ROANOKE TIMES

                         Roanoke Times
                 Copyright (c) 1995, Landmark Communications, Inc.

DATE: WEDNESDAY, January 8, 1992                   TAG: 9201080233
SECTION: VIRGINIA                    PAGE: B-1   EDITION: METRO 
SOURCE: MARK MORRISON, STAFF WRITER
DATELINE: FINCASTLE                                LENGTH: Medium


BOTETOURT SHERIFF SHIFTS PERSONNEL

Less than a week after taking office, Botetourt County Sheriff Reed Kelly has restructured the Sheriff's Department to establish a chain of command that he says has been lacking Kelly for months.

He also has begun steps to fulfill one of his primary campaign promises: expanding Botetourt's Drug Abuse Resistance Education program in the schools.

Meanwhile, his opponent in last fall's heated sheriff's race, Jerry Caldwell, has left the department after having been deputy and chief deputy for more than 20 years.

Since August, he had been Botetourt's acting sheriff.

Sources in the Sheriff's Department said Caldwell left quietly and did not say what his plans were.
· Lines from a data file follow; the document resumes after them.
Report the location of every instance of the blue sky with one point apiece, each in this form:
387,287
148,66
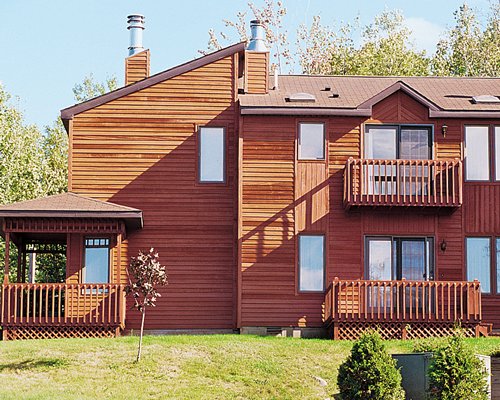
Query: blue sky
49,46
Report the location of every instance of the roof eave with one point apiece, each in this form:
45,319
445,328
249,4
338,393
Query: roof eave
69,112
353,112
135,216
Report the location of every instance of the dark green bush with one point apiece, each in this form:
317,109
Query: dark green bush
456,373
370,372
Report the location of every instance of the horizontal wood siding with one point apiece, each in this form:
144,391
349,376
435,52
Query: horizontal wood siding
256,72
345,234
311,197
137,67
141,151
265,293
269,285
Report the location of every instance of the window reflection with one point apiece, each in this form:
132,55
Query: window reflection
311,262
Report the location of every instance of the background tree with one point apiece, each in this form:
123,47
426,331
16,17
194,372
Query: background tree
89,88
34,163
467,49
272,16
384,47
145,274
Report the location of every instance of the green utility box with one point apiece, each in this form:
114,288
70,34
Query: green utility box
414,367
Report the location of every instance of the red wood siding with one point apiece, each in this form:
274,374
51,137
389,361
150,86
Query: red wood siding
256,72
141,151
269,279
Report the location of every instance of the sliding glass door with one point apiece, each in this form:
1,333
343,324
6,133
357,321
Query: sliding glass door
396,258
395,142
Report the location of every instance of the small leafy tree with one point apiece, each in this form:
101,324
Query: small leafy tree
370,372
145,274
456,373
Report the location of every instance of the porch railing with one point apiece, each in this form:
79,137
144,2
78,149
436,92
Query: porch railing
430,183
58,304
403,301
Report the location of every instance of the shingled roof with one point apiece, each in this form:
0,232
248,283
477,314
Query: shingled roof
72,205
445,96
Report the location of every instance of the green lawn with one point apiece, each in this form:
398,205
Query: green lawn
179,367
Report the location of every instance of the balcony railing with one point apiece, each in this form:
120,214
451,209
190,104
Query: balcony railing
59,304
403,301
423,183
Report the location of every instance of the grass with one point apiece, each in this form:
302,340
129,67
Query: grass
180,367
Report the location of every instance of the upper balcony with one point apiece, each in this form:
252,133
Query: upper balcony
407,183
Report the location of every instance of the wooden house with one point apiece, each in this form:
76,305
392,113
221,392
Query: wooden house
332,203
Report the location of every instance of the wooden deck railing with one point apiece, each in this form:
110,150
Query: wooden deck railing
59,304
403,301
424,183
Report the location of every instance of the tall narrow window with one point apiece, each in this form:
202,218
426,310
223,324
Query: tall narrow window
212,167
498,265
477,157
380,259
478,261
96,260
497,153
311,263
311,141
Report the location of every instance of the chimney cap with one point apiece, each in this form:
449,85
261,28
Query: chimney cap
257,37
135,26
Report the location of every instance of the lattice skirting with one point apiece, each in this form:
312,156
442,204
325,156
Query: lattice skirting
57,332
399,330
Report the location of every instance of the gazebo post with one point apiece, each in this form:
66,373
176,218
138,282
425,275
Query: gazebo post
119,258
7,255
19,251
23,261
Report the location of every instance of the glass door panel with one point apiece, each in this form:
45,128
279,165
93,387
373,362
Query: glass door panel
380,144
414,144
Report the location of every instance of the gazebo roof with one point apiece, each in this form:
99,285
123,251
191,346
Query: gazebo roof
72,205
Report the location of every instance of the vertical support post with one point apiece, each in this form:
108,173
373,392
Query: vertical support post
19,269
23,261
335,331
7,255
119,258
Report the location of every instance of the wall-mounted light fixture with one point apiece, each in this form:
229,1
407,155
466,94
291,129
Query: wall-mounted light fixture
444,130
443,245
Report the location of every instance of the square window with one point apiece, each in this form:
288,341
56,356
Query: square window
311,141
311,263
478,261
96,267
477,156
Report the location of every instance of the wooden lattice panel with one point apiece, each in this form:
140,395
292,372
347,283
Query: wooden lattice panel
400,330
58,332
424,330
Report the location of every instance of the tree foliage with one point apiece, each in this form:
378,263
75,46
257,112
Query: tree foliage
381,47
89,88
34,163
272,16
369,372
145,274
467,49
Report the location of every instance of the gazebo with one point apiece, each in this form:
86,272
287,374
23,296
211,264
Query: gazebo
90,235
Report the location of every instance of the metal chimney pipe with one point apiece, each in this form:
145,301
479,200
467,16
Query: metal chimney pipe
135,26
257,37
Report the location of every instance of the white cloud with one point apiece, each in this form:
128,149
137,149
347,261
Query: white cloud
425,34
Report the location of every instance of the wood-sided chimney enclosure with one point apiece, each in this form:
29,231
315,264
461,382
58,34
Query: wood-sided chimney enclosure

Reached by telephone at his home Tuesday afternoon, Caldwell declined to comment.

Kelly has named a chief deputy, promoted five road deputies to supervisory positions, reassigned three investigators to lesser roles and hired a new deputy to help expand the DARE program.

"I put people where I think they needed to be," he said.

As promised throughout his campaign, Kelly named Ken Smith as his chief deputy, filling a position that had been vacant since Caldwell was appointed acting sheriff when longtime Sheriff Norman Sprinkle retired early.

Caldwell did not appoint an interim chief deputy.

Smith, a deputy in Botetourt for 12 years, has spent six years as the DARE officer in Botetourt's five elementary schools. Kelly said Smith will be phased out of his current role in the DARE program over the next few months.

In his place, Kelly has hired former Rockbridge County Deputy Tom Hickman, 42, who was the DARE officer under Sheriff Freddie Spence. Spence was defeated in his bid for re-election this fall by Bobby Day, who since has cut the DARE program in his department.

Smith will continue to oversee the program, however, and eventually will teach DARE classes at Botetourt Intermediate School and at the county's two high schools. DARE now is being taught only at the elementary school level.

Kelly, the department's chief investigator before being elected sheriff, also reassigned three of his fellow investigators who served with him under both Caldwell and Sprinkle.

They are: Barbara Harris and Dick Beard, who both were reassigned as correctional officers in the county jail, and Ronnie Sprinkle, son of the former sheriff, who was reassigned to road duty.

All three were Caldwell supporters.

Kelly denied that his motives for moving them was political, saying that the changes were based on what he felt would result in the best operation of the department and on re-establishing a chain of command.

He said that authority in the department had been "fairly unstructured" in recent months with no chief deputy, a lame-duck acting sheriff and the retirement of Albert Johnson, the uniformed division supervisor.

Johnson retired in September and had not been replaced, Kelly said.

He said the changes also were made in response to the department's growth over the years to 45 employees. Under the restructuring, Kelly has eliminated the five formal investigator positions and promoted several road deputies to supervisory positions that give them investigating authority.

They include Dave Mullins, who has been a Botetourt deputy for 17 years, Delbert Dudding and Larry Carr, who have been on the road for 12 years each. Mike Musselwhite, who had been an investigator, also was named to one of these supervisory posts.

Kelly said they will handle the bulk of the investigations.

"My hope is that someone in that group will excel at investigations and at some point I can maybe appoint a formal chief investigator," he said.

In addition, Gary Guilliams, a road deputy for nearly 15 years, is now a uniformed division supervisor, filling the job vacated by Johnson. Tom Guill, the department's senior officer after Kelly, is now head of court services.

Concerned that skeptics might believe he promoted only officers who supported his campaign, Kelly countered that some of the promotions were given to Caldwell supporters as well. However, he would not say which ones.

"I don't want to get into that," he said.